AI Resources Guide for IT Teams
Best Practices
Quick Links
AI Best PracticesTechnical Checklist for AISample Policies & Resources
Introduction & Purpose
Artificial Intelligence (AI) offers big opportunities and challenges for schools. Many agencies have released guidelines, checklists and policies to address multiple areas in which schools should address. This document has been created by gathering several resources from CITE members, partners, and others and is focused on addressing the needs of the IT Professionals working in California schools. The AI space continues to rapidly evolve so consider that these resources were gathered in early 2024. CITE will continue to provide resources and information as the landscape changes. CITE staff is working with our legal team to add a new exhibit to the California Data Privacy Agreement to ensure any special circumstances around AI are addressed. This will be available by June 2024.
Guiding Principles
It is recommended that the organization develop some guiding principles to guide staff on how to approach the AI policy and decision making process. AI can change the way humans work but should not replace humans when staff and students are involved.
It is also important to avoid fully banning the use of AI. AI tools can help improve workflow, simplify tasks, and assist teachers. Leveraging the use of AI and understanding that the technology is evolving makes the guiding principles important. There are some AI tools that are already widely used such as spelling and grammar checking. This is traditional AI, which is rule-based and relies on programming code to make decisions. Generative AI uses the data entered to learn how to make better decisions. Chat GPT, for example. This means that the data entered into Chat GPT, for example, could show up in the answers to the questions entered. This presents a privacy risk.
Although this is not strictly an IT issue, IT leadership and staff should be part of this discussion. This will ensure that the principles align with IT standards and practices.
Policies Review
There are current policies in place in every LEA. Reviewing and updating policies relevant to the use of AI can help create guiding principles for staff and shows the public that the LEA is addressing AI.
A general use guideline can also be developed regarding the use of AI. Areas to review include but may not be limited to:
- Administrative Regulations
- Standard Contract Language
- Acceptable Use Policies (AUP)
- See sample policies here
- Student code of conduct
Contract Reviews
When new capabilities are released in applications already in use, the current contracts should be reviewed, including the Terms of Service. Some items to consider include, but are not limited to, identifying if the intended users are students and if the use is limited to students above a certain age.
The contract should clearly state how LEA provided data will be used, stored, and retained. it should also state if the data is used for AI training or tuning purposes. This verbiage should be in place regardless of whether or not the data is used for AI. If student data is entered, the contract should clearly state whether or not that data is used to train the AI models. Students may be entering sensitive personal information.
The newest version of the California Student Data Privacy Agreement will include an exhibit specifically addressing AI. The new version will be available this summer and will be available from CITE. Contact privacyservices@cite.org.
Vetting Current Applications for Use in the Organization
In California, since the enactment of education code 49073.6, schools have been tasked with ensuring that any applications used for instruction follow the student data privacy laws at both the federal and state levels. While many aspects of AI are already covered under existing law, it is important to remember to apply the guidelines for compliance with existing applications as they are updated to include AI capability.

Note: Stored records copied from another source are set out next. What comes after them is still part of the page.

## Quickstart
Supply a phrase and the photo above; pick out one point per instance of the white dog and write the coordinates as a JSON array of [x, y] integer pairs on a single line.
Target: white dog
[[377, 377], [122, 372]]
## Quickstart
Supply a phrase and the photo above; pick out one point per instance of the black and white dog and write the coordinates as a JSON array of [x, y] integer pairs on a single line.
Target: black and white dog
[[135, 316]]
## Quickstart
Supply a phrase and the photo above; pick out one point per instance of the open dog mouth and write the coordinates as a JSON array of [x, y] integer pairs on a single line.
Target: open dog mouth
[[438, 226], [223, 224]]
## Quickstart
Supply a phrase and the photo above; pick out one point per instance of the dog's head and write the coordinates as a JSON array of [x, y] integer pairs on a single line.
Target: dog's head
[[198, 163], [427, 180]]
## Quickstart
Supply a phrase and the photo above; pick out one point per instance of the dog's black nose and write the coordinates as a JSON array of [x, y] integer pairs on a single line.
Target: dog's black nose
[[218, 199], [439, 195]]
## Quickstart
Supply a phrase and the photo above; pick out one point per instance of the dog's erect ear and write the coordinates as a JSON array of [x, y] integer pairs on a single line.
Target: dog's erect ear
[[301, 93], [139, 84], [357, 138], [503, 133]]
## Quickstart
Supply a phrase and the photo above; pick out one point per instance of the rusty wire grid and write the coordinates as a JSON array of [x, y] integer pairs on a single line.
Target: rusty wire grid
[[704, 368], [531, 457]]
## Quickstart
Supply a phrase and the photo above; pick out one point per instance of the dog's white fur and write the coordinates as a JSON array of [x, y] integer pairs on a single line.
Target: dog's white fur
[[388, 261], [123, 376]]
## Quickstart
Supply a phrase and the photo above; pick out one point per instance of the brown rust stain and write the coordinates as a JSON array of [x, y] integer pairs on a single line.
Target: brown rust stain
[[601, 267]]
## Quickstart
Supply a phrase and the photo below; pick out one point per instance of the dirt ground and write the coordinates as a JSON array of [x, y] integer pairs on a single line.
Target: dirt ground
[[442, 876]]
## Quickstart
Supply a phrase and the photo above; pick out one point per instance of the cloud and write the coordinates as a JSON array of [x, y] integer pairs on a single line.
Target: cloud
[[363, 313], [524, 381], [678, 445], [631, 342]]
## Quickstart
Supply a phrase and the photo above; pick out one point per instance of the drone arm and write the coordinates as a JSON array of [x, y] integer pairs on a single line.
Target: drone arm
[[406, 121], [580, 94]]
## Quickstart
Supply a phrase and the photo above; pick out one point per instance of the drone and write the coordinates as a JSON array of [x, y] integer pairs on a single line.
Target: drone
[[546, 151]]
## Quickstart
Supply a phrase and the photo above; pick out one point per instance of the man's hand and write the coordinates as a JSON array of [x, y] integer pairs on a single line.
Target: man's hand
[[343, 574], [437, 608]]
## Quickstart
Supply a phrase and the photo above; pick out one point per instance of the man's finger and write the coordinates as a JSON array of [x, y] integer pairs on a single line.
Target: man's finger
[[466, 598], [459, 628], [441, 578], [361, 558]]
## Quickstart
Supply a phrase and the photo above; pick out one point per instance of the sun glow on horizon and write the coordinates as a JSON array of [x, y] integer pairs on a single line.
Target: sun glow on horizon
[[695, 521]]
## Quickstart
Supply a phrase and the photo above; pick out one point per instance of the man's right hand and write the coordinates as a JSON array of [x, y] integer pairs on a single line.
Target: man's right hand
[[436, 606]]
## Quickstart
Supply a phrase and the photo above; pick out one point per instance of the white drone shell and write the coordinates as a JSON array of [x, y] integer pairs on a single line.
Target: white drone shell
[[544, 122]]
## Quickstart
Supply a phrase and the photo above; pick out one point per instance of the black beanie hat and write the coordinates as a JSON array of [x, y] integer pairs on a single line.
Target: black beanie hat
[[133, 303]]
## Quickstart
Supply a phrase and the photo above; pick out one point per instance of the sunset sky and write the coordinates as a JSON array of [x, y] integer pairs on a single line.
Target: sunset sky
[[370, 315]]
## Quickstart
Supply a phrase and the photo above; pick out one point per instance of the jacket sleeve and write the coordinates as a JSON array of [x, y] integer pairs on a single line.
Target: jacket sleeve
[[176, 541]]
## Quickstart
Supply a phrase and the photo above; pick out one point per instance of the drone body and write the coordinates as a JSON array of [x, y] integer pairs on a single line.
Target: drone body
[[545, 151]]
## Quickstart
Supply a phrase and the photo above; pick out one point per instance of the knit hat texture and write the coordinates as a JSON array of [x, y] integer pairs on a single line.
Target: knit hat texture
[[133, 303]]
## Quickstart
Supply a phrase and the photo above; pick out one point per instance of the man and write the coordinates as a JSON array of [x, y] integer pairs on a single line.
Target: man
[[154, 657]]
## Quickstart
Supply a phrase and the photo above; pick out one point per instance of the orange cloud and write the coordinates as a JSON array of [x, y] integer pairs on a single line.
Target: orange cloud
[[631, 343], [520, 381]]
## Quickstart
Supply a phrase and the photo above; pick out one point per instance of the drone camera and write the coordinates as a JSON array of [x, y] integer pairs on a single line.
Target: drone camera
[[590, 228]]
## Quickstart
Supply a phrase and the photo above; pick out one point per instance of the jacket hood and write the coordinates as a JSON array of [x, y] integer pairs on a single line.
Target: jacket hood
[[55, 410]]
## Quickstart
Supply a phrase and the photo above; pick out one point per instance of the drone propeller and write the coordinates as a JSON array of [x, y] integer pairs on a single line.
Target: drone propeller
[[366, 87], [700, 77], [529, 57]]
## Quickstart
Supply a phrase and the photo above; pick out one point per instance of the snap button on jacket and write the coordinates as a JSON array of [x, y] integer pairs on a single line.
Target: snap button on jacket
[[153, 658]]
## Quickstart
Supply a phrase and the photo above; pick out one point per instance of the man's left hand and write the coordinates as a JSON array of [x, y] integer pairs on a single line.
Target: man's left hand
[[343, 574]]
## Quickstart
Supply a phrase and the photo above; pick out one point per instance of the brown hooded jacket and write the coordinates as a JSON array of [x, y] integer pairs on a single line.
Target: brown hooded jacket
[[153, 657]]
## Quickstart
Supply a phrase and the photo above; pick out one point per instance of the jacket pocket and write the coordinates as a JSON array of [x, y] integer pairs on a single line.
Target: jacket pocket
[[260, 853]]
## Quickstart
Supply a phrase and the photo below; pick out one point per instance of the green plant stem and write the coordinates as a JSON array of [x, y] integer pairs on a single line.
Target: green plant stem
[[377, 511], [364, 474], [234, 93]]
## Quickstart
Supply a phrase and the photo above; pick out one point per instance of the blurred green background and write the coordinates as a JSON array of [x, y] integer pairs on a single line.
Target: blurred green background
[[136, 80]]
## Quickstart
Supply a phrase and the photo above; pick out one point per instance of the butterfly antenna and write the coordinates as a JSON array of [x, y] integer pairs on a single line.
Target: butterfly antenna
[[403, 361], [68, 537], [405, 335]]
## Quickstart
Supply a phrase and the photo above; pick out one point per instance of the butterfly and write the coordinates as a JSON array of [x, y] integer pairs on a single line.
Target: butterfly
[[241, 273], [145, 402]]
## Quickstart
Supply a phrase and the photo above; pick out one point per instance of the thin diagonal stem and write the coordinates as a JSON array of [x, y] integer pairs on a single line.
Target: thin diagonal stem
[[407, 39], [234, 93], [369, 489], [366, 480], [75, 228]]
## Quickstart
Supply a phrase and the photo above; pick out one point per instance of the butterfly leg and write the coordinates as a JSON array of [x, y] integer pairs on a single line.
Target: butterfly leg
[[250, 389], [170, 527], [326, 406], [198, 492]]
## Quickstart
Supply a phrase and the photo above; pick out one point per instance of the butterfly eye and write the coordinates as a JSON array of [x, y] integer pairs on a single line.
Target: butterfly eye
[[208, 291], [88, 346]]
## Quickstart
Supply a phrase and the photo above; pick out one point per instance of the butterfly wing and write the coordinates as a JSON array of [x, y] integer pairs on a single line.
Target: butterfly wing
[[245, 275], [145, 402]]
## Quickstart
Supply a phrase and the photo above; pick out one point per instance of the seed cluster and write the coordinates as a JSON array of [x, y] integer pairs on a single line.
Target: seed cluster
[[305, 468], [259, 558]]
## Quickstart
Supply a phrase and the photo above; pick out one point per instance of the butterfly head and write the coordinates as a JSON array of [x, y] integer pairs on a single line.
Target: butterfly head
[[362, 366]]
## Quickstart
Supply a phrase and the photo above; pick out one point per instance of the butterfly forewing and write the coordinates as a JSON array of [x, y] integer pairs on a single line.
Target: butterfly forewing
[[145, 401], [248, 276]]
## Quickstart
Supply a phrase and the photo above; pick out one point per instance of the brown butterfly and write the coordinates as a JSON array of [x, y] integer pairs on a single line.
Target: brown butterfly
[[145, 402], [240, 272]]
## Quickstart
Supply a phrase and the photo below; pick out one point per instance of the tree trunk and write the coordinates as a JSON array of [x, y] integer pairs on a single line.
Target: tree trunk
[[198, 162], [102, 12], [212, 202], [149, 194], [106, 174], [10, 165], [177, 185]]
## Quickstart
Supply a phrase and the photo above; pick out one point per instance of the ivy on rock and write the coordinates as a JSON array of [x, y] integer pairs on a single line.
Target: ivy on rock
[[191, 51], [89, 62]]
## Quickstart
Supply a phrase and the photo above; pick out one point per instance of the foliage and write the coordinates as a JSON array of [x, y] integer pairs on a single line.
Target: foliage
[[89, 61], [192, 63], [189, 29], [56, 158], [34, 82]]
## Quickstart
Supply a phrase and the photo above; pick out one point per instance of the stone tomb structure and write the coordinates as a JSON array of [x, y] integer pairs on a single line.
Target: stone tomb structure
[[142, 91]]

Does the application align with the organization’s instructional and overall goals? If guiding principles around AI are in place, how does the application compare? LEA leadership has a responsibility to evaluate any new application or updates to existing applications to ensure compliance is met.
Bias
There are documented concerns of bias and fairness in current AI Technologies. AI models have inherent biases based on the data used to train it. Is the company aware/taking any actions to combat bias? Also, hallucinations are a concern where generative AI models generate fictitious, fabricated results.
Privacy
Safeguarding the privacy of stakeholders is not new. It is an essential task to complete anytime a new application is introduced or when new features are added. The user should maintain control of how AI features are implemented. When implemented, user protection should be a priority.
To ensure the vendor is aware of the state and federal laws regarding student data privacy, check to see if they have signed a data privacy agreement. California has adopted a statewide data privacy agreement (CA-DPA) that is piggy-backable.
Has the vendor confirmed that any user-provided data (user prompts, supplied data, generated output, etc.) will remain the property of the LEA and that no LEA data will be retained past the timeline specified in the privacy agreement and/or terms of service (TOS)? Has the vendor confirmed that any user-provided data (user prompts, supplied data, generated output, etc.) will remain the property of the LEA and that no LEA data will be retained past the timeline specified in the privacy agreement and/or terms of service (TOS)?
Does the vendor's privacy policy address FERPA, SOPIPA, COPPA, CCPA, and any AI specific laws?
User Training
AI doesn’t work without user interaction. Generative AI works in the background and the user won’t know it. As it develops, it is important to continually train users to help them understand the importance of data safety and privacy. Teachers and students should be trained as end users to not input any sensitive or identifying data to minimize risk in the event of a leak. Remember to continue training as new staff and students enter the environment.